Background: Despite the success of HMG-CoA reductase inhibitor (statin) therapy in reducing atherosclerotic cardiovascular events, a residual risk for cardiovascular events in patients with coronary artery disease (CAD) remains. Long-chain n-3 polyunsaturated fatty acids (LC n-3 PUFAs), especially eicosapentaenoic acid (EPA) and docosahexaenoic acid (DHA), are promising anti-atherosclerosis agents that might reduce the residual CAD risk. Non-contrast T1-weighted imaging (T1WI) with cardiac magnetic resonance (CMR) less invasively identifies high-risk coronary plaques as high-intensity signals. These high-intensity plaques (HIPs) are quantitatively assessed using the plaque-to-myocardium signal intensity ratio (PMR). Our goal is to assess the effect of EPA/DHA on coronary HIPs detected with T1WI in patients with CAD on statin treatment.
Methods/design: This prospective, controlled, randomized, open-label study examines the effect of 12 months of EPA/DHA therapy and statin treatment on PMR of HIPs detected with CMR and computed tomography angiography (CTA) in patients with CAD. The primary endpoint is the change in PMR after EPA/DHA treatment. Secondary endpoints include changes in Hounsfield units, plaque volume, vessel area, and plaque area measured using CTA. Subjects are randomly assigned to either of three groups: the 2 g/day EPA/DHA group, the 4 g/day EPA/DHA group, or the no-treatment group.

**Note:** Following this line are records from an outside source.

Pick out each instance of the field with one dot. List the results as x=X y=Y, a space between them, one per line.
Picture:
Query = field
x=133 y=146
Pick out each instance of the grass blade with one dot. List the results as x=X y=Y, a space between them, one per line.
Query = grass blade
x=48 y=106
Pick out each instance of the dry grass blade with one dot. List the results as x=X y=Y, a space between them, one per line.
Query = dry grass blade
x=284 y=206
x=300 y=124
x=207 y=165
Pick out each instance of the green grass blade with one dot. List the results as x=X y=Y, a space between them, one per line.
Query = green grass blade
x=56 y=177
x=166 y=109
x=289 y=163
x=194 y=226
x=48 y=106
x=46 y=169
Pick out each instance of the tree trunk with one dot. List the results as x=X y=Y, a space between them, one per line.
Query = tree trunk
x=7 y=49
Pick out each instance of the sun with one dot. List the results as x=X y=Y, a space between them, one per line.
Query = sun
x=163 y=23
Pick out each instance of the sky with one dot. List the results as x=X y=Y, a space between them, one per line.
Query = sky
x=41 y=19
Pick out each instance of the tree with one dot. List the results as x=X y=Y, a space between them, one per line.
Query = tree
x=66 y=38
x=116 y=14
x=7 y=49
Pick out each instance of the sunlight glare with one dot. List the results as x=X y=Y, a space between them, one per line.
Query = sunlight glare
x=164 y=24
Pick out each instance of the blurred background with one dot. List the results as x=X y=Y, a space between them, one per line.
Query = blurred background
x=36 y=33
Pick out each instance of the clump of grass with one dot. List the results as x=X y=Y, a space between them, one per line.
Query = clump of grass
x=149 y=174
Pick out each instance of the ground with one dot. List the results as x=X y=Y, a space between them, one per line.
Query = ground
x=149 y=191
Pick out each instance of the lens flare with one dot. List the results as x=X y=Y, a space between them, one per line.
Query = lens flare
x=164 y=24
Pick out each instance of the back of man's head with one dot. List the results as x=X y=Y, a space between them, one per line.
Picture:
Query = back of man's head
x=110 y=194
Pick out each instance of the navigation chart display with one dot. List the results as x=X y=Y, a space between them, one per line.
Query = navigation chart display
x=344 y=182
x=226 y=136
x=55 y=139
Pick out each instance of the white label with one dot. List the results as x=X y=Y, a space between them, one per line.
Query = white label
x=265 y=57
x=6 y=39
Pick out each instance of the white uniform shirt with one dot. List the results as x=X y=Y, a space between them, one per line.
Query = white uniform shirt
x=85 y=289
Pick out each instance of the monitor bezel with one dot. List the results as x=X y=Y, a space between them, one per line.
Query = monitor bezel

Discussion: This trial will help assess whether EPA/DHA has an anti-atherosclerotic effect using PMR of HIPs detected by CMR. The trial outcomes will provide novel insights into the effect of EPA/DHA on high-risk coronary plaques and may provide new strategies for lowering the residual risk in patients with CAD on statin therapy.
Trial registration: The University Hospital Medical Information Network (UMIN) Clinical Trials Registry, ID: UMIN000015316 . Registered on 2 October 2014.
Keywords: Cardiac magnetic resonance; Docosahexaenoic acid; Eicosapentaenoic acid; High-risk plaque; Long-chain n-3 polyunsaturated fatty acids; Residual risk.